Murder in Cross: December 3, 1860


No one was happier for August Savage than myself when he was given the job of librarian at the Cross Library. He was a man who was passionate about books and the many forms in which they came. August was a decent man, one of the few I didn’t look down upon for attending Sunday services on a regular basis.

On the morning of December 3rd, I was on my way to pay him a visit at the library. I had heard there was a rumor about someone wishing to donate a large number of books to the library, and this was done through the hard work of August.

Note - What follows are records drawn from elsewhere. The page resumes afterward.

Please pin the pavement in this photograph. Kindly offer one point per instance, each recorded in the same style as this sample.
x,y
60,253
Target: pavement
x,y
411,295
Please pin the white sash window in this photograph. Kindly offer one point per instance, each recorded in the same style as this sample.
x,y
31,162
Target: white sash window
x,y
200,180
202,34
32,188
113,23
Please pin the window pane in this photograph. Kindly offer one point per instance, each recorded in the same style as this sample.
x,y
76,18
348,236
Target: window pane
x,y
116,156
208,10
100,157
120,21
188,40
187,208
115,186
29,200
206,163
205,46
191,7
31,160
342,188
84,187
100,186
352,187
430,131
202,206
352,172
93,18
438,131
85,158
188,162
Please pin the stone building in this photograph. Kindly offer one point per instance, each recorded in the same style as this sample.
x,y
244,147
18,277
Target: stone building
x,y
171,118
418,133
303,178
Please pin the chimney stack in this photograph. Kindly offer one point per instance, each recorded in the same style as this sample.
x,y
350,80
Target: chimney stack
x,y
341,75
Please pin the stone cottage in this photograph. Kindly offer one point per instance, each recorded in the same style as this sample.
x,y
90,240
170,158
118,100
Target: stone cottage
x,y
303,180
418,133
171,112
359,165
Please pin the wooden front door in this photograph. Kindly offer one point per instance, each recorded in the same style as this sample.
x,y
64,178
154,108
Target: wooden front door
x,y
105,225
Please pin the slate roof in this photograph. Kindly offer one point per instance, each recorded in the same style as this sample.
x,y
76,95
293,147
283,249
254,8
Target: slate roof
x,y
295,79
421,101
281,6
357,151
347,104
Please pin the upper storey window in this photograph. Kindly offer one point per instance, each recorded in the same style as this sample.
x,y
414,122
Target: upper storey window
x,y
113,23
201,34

When I entered the library, I found August standing at the desk, throttling a man who was obviously dead.

August, who was almost always impeccably attired, was in a state of disarray. His hair was out of place, his eyes were wide, and he was, quite literally, foaming at the mouth.

I rushed to his side, fearful that he was in the grip of some hideous ailment or madness, and then shocked to find out he was not. August pushed his hair back into place, adjusted his attire, and grinned at me as he wiped his mouth with the back of his hand.

“He didn’t want to give me the books, Duncan, not after he learned that I would see most of them.” August laughed and shook his head. “But I wanted them. I wanted them. I just have to sign for him, and then the books will be mine. I’ll keep the best at home, mind you, and a few here. But the others, those I’ll sell.”

I looked down at the dead man, a man whose only crime was not wanting his gift of books to be sold.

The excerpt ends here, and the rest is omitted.